她細聲說:“我以前總想著,若是有了個家,便弄成霧玉崖這般,夏觀雨,冬賞雪,感情好了便順其自然生個孩子,帶著孩子掃落葉堆雪人。"
她在另一個世界是個孤兒,從小孤身一人沒有家人。好不容易來到這裡,又要被迫為了活命去做任務,死遁後被化了一顆心再不會愛人。
司黎轉過身摟住晏行寂的腰身: “我們會
有個家的,是嗎?”
晏行寂抱緊她,下頜抵在她的頭頂, "會的。"他喃喃道:"一定會的……"
所以,請讓他活下來吧。為了司黎,讓他活下來吧。他看著那虛空,日光耀眼,令他眼前模糊。
★★★
長廊寂靜幽深,方秉青一身素服腳步匆匆,推開殿門便邁了進去。屋內的少年早已等待多時,見到來者便匆匆迎上前來:"方兄長。"
方秉青朝他行禮: “見過妖王。”
容九闕徐徐攙扶他: “兄長不必多禮。”他示意方秉青入座, "兄長可有阿黎的消息?"
方秉青眉心緊擰,搖了搖頭:“並無,行寂現在是渡劫後期,阿黎是渡劫前期,兩人若想躲起來,這世間無人可以找到他們。"
容九闕搭在扶手上的手卻悄然攥緊,少年神色凝重,低聲說道:“找不到便找不到吧,便說明他們是安全的,如今妖域和宗門都想要阿黎,隻有晏行寂可以護住她。"
晏行寂說的當真是對的。隻有他可以護住司黎。在霓湘樓時他的話,成了真,是容九闕天真了。

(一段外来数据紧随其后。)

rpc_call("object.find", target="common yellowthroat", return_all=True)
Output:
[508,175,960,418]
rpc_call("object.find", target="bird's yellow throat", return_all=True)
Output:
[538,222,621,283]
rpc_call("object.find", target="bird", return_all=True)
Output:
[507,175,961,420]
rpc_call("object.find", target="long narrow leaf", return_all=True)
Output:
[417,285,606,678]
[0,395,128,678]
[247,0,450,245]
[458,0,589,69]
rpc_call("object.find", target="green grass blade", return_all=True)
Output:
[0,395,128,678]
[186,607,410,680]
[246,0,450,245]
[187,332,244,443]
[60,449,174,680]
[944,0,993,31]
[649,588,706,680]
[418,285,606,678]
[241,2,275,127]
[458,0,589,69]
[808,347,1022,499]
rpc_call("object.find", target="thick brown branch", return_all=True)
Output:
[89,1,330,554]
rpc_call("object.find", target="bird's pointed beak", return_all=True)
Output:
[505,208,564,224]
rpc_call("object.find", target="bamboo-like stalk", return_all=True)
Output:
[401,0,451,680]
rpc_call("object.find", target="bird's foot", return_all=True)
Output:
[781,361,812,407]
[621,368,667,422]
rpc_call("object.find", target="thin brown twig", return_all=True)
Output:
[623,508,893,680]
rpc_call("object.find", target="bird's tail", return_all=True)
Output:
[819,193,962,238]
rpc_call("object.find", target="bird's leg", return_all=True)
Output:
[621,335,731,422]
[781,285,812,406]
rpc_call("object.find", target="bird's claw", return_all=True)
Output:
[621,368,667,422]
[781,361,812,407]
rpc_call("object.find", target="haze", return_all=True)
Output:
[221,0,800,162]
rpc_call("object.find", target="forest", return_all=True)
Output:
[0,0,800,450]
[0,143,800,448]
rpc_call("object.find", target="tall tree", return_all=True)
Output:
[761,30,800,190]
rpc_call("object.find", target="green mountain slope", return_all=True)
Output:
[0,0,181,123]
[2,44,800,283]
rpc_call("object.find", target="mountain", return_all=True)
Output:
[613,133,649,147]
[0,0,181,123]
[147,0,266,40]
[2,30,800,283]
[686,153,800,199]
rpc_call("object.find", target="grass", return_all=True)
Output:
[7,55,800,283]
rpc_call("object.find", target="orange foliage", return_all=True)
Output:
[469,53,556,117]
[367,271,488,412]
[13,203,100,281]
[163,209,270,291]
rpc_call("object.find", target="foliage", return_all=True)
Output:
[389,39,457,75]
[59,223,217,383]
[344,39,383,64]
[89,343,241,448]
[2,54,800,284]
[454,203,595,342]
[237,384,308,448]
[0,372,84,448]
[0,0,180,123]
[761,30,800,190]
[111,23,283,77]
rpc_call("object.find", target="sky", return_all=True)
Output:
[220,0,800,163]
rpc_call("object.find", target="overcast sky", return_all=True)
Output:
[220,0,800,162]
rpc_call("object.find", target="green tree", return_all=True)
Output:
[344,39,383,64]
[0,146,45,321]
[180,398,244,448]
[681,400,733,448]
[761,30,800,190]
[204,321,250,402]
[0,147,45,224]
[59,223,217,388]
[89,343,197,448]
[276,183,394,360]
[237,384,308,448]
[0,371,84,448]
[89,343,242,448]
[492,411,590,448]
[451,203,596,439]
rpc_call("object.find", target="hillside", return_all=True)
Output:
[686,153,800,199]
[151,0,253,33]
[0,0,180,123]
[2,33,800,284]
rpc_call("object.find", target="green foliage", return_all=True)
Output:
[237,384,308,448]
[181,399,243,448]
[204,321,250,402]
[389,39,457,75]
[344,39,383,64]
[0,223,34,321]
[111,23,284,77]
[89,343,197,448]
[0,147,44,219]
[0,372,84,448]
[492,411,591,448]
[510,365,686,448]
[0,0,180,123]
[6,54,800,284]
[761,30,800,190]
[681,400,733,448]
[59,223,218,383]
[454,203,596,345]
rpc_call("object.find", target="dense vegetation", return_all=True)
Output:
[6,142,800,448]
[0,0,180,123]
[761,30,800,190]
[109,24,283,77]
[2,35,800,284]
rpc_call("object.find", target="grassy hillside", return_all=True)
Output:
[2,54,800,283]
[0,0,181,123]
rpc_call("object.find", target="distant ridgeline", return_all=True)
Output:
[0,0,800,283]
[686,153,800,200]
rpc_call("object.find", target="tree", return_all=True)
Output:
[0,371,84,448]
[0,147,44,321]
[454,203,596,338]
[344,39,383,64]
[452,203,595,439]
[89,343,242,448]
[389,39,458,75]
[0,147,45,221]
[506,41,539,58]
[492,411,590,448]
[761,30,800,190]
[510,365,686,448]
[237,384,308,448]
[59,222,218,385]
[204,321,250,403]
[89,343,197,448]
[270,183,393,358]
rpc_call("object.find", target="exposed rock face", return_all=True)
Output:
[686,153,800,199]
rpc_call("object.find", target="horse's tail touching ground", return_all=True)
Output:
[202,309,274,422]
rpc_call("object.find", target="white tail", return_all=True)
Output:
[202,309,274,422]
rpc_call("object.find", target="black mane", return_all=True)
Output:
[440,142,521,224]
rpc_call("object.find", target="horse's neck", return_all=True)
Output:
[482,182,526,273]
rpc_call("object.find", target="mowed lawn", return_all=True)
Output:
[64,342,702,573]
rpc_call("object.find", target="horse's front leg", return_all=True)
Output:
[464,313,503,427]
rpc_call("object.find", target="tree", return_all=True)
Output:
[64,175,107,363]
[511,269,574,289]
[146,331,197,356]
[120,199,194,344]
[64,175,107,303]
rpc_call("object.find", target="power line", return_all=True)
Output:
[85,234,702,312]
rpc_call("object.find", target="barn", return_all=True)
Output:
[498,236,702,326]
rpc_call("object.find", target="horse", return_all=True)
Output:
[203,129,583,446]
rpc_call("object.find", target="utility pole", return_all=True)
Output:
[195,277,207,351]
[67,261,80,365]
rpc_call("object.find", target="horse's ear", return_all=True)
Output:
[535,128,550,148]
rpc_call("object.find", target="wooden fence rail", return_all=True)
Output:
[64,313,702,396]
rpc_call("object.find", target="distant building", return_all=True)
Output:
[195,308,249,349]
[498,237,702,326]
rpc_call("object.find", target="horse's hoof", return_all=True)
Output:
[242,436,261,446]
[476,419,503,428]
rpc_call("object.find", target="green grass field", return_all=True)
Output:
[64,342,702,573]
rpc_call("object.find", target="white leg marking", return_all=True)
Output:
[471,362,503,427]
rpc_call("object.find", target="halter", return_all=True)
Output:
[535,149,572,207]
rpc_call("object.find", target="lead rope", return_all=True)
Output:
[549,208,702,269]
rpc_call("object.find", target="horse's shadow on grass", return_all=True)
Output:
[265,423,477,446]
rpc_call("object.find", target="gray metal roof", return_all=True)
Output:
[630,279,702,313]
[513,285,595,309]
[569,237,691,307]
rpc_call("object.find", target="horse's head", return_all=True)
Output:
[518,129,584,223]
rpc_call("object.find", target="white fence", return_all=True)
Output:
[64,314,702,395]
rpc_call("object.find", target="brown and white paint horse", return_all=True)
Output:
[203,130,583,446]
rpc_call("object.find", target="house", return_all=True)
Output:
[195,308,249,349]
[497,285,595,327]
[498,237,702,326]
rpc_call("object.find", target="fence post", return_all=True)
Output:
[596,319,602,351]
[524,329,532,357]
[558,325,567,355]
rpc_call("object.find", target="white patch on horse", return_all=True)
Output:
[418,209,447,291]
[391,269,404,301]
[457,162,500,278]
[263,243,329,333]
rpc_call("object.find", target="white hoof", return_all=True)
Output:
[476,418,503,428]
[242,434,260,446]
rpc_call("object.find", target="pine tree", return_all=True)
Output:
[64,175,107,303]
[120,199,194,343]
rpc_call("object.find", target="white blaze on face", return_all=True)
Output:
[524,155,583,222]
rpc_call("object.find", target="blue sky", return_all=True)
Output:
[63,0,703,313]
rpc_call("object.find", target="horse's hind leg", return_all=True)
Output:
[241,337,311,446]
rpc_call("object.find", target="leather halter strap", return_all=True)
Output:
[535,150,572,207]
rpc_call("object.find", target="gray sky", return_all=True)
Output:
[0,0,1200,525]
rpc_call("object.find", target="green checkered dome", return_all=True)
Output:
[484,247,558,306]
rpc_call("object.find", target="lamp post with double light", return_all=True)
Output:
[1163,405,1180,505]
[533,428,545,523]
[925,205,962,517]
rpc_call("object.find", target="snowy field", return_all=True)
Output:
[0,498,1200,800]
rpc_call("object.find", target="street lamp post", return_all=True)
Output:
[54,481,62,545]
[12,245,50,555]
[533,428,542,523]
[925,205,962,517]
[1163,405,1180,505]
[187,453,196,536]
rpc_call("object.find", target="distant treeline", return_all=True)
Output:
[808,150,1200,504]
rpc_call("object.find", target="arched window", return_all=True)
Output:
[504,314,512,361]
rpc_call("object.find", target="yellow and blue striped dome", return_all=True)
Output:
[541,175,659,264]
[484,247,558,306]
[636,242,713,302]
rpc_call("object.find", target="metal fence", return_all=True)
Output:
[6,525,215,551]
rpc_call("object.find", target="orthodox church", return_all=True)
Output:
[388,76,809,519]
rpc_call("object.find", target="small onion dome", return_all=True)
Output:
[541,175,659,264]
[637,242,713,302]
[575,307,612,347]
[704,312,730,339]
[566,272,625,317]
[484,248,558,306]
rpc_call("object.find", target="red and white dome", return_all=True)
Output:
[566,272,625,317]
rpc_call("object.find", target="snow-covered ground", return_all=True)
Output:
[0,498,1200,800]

少年頹然倒在椅中, “我以為我當了妖王便能護住她,可如今我看著妖域半數人結成幫派與那些宗門一起討伐阿黎,我卻攔不住他們。"
他不能讓王室失去民心。他連尋找阿黎都隻能背地去找。
方秉青無奈歎息,他當然看得出來這位少年妖王喜歡阿黎。可惜兩人注定無緣。
方秉青道: "東海現在越發浩蕩,天柱的裂痕越來越大,最多再撐上一月。"
即使是晏行寂也乾預不了,縱使他出手也隻能延長天柱崩塌的時間罷了。早晚都會裂開的。
但晏行寂和司黎兩位渡劫出手,修真界的勝算會大些。
方秉青長舒口氣,茫然看向那夜幕。
他自言自語道:“作為青霄劍宗的長老,我希望行寂和阿黎回來救世。”“可作為他們二人的師兄,我想他們走得遠遠的,再也彆回來。”
強者,便一定要為蒼生犧牲嗎?方秉青喃喃道: “兩人苦了太久了.…”
容九闕也隨著一起看向那夜幕。
以前的他不甘心,不知道自己輸在了哪裡。現在他才明白,自己輸的徹底。
晏行寂可以為了司黎與宗門為敵,放下渡淵劍尊的位置,丟下一切,也有能力護住她。
可他不行。他放不下妖域,也沒有能力護住她。
狂風在院中呼嘯著,卷起地上的積雪,漫天銀霜飄蕩。這個冬天,會是修真界的最後一個冬天嗎?
兩人茫然地看向虛空,軒窗半開,飄下的白雪猶如鵝絨。又下起雪了。
**★
夜已經深了,寒風吹拂在軒窗上發出沉重的悶響聲,外頭下著大雪。屋內燃著炭火,點著香薰。
少女渾身是汗,意識不清,纖細的腿一次次下滑,被青年重新撈起。她茫然地聽著他在耳邊說著什麼。可她聽不清。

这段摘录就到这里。